Experts from Tec de Monterrey agree that President Donald Trump was responsible for the violent events he provoked when his supporters seized the Capitol in Washington, D.C. by force on January 6.
Gabriela de la Paz, a professor at the School of Government and Social Sciences at Tec de Monterrey, said that the president could even be prosecuted for encouraging his supporters to disrupt the session of the United States Congress at which Joe Biden was to be certified as the next President.
“Trump was goading people by talking about how the election had been stolen from him, and that he was never going to concede his defeat. That filled his supporters’ heads with false ideas.”
She said that in recent days Trump had asked his vice president Mike Pence not to count the votes, but that he had refused. He also managed to convince some Republican lawmakers to say that their state’s electoral votes weren’t valid.

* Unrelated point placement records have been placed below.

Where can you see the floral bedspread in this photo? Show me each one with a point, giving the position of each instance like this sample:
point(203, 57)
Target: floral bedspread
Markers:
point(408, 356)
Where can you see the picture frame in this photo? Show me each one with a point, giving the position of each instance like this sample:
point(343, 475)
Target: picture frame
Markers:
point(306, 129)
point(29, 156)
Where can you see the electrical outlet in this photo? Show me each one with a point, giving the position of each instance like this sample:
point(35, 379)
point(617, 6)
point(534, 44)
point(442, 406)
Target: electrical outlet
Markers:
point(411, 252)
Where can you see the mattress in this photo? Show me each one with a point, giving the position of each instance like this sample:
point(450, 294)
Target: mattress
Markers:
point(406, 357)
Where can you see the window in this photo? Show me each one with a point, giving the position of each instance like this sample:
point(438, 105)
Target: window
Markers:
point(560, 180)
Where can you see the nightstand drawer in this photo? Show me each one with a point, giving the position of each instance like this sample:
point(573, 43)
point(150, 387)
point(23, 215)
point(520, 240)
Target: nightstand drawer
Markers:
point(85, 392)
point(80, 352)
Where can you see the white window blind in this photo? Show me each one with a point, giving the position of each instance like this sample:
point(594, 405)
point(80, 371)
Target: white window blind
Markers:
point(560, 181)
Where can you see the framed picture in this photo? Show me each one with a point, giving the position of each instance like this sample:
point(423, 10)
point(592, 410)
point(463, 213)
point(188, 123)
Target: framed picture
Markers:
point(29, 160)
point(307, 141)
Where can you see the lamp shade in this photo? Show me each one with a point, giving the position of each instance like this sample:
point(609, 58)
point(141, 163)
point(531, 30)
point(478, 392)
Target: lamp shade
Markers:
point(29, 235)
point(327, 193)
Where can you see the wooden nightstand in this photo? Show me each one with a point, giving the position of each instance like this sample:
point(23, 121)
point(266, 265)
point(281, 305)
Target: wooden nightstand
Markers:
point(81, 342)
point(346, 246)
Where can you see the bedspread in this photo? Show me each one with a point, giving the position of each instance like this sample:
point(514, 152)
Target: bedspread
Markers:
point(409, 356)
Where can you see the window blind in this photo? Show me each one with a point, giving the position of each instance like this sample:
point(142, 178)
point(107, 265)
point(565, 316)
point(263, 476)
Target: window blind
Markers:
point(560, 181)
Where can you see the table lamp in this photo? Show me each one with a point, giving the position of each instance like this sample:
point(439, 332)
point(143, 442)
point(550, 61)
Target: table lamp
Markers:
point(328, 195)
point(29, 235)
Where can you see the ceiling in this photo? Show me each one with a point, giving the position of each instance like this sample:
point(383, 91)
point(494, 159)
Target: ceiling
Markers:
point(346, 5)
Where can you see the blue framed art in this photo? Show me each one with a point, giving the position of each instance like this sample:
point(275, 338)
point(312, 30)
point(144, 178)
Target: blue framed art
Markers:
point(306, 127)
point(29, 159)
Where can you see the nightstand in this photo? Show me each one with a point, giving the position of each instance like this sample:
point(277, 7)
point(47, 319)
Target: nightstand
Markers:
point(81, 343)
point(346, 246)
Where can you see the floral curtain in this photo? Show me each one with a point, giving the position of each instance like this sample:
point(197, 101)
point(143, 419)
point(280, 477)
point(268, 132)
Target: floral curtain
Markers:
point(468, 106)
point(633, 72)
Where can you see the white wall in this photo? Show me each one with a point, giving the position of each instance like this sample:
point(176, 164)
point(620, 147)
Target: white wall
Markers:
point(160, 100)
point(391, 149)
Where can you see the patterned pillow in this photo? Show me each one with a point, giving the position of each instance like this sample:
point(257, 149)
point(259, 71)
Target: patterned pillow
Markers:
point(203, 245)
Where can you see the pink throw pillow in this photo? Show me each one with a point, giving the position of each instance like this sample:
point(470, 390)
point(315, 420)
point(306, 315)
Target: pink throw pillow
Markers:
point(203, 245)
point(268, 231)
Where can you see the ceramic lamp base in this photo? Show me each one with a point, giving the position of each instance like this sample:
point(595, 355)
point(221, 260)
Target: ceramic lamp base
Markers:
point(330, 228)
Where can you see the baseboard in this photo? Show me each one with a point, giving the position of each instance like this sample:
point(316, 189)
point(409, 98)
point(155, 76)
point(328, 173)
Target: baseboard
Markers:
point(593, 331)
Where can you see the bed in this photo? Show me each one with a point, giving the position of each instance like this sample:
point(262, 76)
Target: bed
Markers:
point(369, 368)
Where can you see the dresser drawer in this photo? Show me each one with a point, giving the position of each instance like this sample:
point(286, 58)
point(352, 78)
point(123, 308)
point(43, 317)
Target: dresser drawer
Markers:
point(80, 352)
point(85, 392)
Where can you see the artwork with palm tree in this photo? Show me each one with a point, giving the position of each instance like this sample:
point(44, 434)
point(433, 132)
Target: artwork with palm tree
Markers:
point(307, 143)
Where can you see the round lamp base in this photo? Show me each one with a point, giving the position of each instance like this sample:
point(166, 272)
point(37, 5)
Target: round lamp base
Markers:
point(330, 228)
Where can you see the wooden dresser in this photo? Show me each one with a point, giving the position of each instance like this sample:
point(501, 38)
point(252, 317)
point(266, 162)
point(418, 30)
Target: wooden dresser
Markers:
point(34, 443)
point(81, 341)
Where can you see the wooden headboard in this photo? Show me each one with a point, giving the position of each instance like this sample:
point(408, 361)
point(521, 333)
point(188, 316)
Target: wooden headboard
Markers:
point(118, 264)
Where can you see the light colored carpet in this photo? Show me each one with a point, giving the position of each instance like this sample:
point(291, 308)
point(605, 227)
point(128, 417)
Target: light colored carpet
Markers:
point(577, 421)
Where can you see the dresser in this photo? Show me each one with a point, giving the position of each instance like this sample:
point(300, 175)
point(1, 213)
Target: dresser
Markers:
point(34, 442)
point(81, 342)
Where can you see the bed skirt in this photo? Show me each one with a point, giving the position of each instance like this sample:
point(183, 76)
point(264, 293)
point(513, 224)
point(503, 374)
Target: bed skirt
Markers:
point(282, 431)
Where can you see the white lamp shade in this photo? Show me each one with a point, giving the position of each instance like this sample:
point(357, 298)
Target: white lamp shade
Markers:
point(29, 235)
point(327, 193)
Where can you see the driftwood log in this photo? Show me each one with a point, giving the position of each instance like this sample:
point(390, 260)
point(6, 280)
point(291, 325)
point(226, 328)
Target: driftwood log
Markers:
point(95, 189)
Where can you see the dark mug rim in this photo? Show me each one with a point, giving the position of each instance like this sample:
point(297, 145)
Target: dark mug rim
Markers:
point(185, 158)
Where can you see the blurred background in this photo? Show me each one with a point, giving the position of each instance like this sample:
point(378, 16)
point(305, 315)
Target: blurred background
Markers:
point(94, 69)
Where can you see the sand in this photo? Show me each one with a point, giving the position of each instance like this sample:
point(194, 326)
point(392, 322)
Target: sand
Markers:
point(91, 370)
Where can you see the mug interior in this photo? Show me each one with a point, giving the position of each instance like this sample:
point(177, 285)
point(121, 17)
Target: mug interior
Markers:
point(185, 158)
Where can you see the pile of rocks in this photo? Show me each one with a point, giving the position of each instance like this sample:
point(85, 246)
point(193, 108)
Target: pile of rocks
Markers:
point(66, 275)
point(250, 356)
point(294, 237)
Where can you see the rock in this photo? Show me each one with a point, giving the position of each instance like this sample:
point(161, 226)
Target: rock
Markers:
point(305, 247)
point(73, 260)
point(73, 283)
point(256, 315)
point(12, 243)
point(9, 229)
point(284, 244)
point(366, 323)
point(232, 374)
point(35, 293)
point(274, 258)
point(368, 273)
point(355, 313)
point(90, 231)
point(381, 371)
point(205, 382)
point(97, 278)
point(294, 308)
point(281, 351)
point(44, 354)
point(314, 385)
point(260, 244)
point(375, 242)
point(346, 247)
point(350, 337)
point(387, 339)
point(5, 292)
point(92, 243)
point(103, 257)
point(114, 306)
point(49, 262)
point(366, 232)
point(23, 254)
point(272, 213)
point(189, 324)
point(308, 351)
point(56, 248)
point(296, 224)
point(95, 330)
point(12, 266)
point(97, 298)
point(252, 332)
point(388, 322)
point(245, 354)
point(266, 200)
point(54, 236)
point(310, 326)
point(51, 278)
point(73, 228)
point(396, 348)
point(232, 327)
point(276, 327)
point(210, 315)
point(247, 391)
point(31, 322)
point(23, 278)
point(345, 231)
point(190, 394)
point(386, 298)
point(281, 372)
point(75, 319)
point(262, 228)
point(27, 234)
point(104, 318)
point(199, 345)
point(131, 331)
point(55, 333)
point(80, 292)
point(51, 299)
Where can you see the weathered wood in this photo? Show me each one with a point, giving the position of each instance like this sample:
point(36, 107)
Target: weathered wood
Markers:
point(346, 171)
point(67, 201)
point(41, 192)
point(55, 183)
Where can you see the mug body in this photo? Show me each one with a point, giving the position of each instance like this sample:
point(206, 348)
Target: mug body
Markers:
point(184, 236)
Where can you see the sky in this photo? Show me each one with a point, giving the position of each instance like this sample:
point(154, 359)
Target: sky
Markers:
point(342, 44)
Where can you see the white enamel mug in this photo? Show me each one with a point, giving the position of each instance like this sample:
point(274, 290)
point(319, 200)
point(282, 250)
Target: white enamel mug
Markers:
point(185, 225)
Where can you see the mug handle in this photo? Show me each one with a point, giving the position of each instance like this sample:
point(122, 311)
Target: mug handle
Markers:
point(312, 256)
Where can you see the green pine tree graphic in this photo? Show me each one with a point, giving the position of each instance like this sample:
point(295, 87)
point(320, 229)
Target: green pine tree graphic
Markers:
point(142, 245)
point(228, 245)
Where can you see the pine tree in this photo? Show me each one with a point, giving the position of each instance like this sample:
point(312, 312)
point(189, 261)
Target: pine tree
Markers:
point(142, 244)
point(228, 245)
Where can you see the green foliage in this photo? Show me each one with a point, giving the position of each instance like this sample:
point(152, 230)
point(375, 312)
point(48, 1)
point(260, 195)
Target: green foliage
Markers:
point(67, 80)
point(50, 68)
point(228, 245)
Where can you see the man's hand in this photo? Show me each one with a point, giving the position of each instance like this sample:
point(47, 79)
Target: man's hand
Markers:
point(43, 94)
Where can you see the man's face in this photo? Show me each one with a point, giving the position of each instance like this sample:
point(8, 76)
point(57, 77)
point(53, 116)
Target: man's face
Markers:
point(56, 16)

“This should be considered an incitement to sedition. It was an attempted coup d’état.”
The academic said that the authorities will determine if Trump should be brought to trial or not.
“There is no longer the possibility of impeachment, but perhaps a trial for sedition. However, this has many risks because, as we have already seen, Trump supporters are violent and willing to do anything,” she added.
She mentioned that a solution has to be found which sends those who breached the Capitol to jail, as this is a crime.
Víctor Martínez, a professor specializing in Geopolitics at the Tec, said that the political cost to Trump, who has not stopped applying pressure, perhaps too much with these events, remains to be seen.
“The scenario is complicated in terms of the image the United States presents to the world. We must also look at the future of relations between Republicans who have distanced themselves from him.
“What we can foresee is a rupture in the Republican party. The world is waiting for it (...) and adversaries of the United States definitely see this as a sign of weakness.”
Eduardo González, a professor at the Guadalajara campus, said the seizing of the Capitol after Trump supporters heard him reject the electoral results once again symbolizes a broken United States.
“Biden described these events not as a protest, but as an insurrection,” said the expert.
“Bringing together the different parts (of the country) again will be Joe Biden’s main task,” he said, adding that the Democrats will take control of the Senate after winning the second round in Georgia.
Dr. Lucrecia Lozano, a professor at the Tec’s Educational Development Department, said that Trump had sowed doubt among his supporters about the results which gave Biden victory. This led to the invasion of one of the most emblematic democratic institutions in the country.
“He paved the way for the assault on the Capitol, an action that he was responsible for inciting in recent weeks, by publicly ignoring his rival’s win.
“Trump ends his controversial administration bearing the stigma of being a politician whose arrogance and irresponsibly put the stability and democratic life of the United States at risk,” she concluded.
A joint session was convened on January 6 between the House of Representatives and the United States Senate, chaired by Vice President Mike Pence, to issue the final result of the November 3, 2020 presidential election.
The final results, validated by the Electoral College, are 306 electoral votes for Biden and 232 votes for Trump.
However, the session was suspended after Trump supporters violently stormed the legislative headquarters.
When the session resumed several hours later, US congressmen named Democrat Joe Biden the next president of the United States.
January 20 is the first day of the four-year term of the new president of the United States.